The seed of this idea was planted in me when I attended a science seminar several months ago by Bobby Cerini on her PhD thesis – Science Heroes. It should not come to anyone’s surprise that the science heroes she discovered were mostly white and male. It then occurred to me that even in my former life as a scientist, I did not have any black science role models, no black equivalents of Einstein, Darwin, or Newton. So I sought to correct this deficit, motivated by quotes from Toynbee and Watson.

“It will be seen that when we classify mankind by colour, the only one of the primary races, given by this classification, which has not made a creative contribution to any one of our twenty-one civilizations is the Black Race.” – Dr. Arnold Toynbee, The Study of History, Vol. I, page 233. (Vol I: Introduction; The Geneses of Civilizations (Oxford University Press 1934). The famed Nobel Prize geneticist who discovered the structure of DNA, James Watson, in 2007 said in an interview with the Sunday Times he was “inherently gloomy about the prospect of Africa” because “all our social policies are based on the fact that their intelligence is the same as ours – whereas all the testing says not really.”

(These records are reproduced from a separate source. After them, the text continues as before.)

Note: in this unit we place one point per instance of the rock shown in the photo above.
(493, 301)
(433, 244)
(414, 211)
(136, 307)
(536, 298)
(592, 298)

In my investigation I have learnt some startling facts: no black African has won any of the Nobel prizes in science; the UK has six times as many researchers as Sub-Saharan Africa; and, according to the Mathematicians of the African Diaspora (MAD), 0.1% of the total number of mathematicians in the world are of black African heritage.

This all made the task of identifying the scientists daunting – the volumes of books in the Cambridge University Library and the internet were not much help. I did, however, come across several publications about African-American scientists, peppered lightly with African scientists, but it seemed no one had already done the work for me of gathering the stories of African scientists. I quickly overturned my initial disappointment into a challenging opportunity, circulated an email around to all the people I knew, and asked them to suggest names, and, lo and behold, the names started trickling, then pouring, in.

It has been gratifying to learn of talents that have overcome hard times, such as Philip Emgweali who was a refugee during the Nigerian Biafran war but later rose to become a hero of the internet or Hamilton Naki a technician in South Africa during apartheid who assisted in the first heart transplant, or Olufunmilayo Olopade who is doing ground breaking research in breast cancer. It is my hope that celebrating their achievements and advancing them as role models, they can connect with young Africans and inspire them. 

Muza Gondwe is a science communicator from Malawi who is keen to engage Africans with science. She is currently on a fellowship at the Centre of African Studies on the Public Understanding of Science in Africa, working on a project titled African Science Heroes.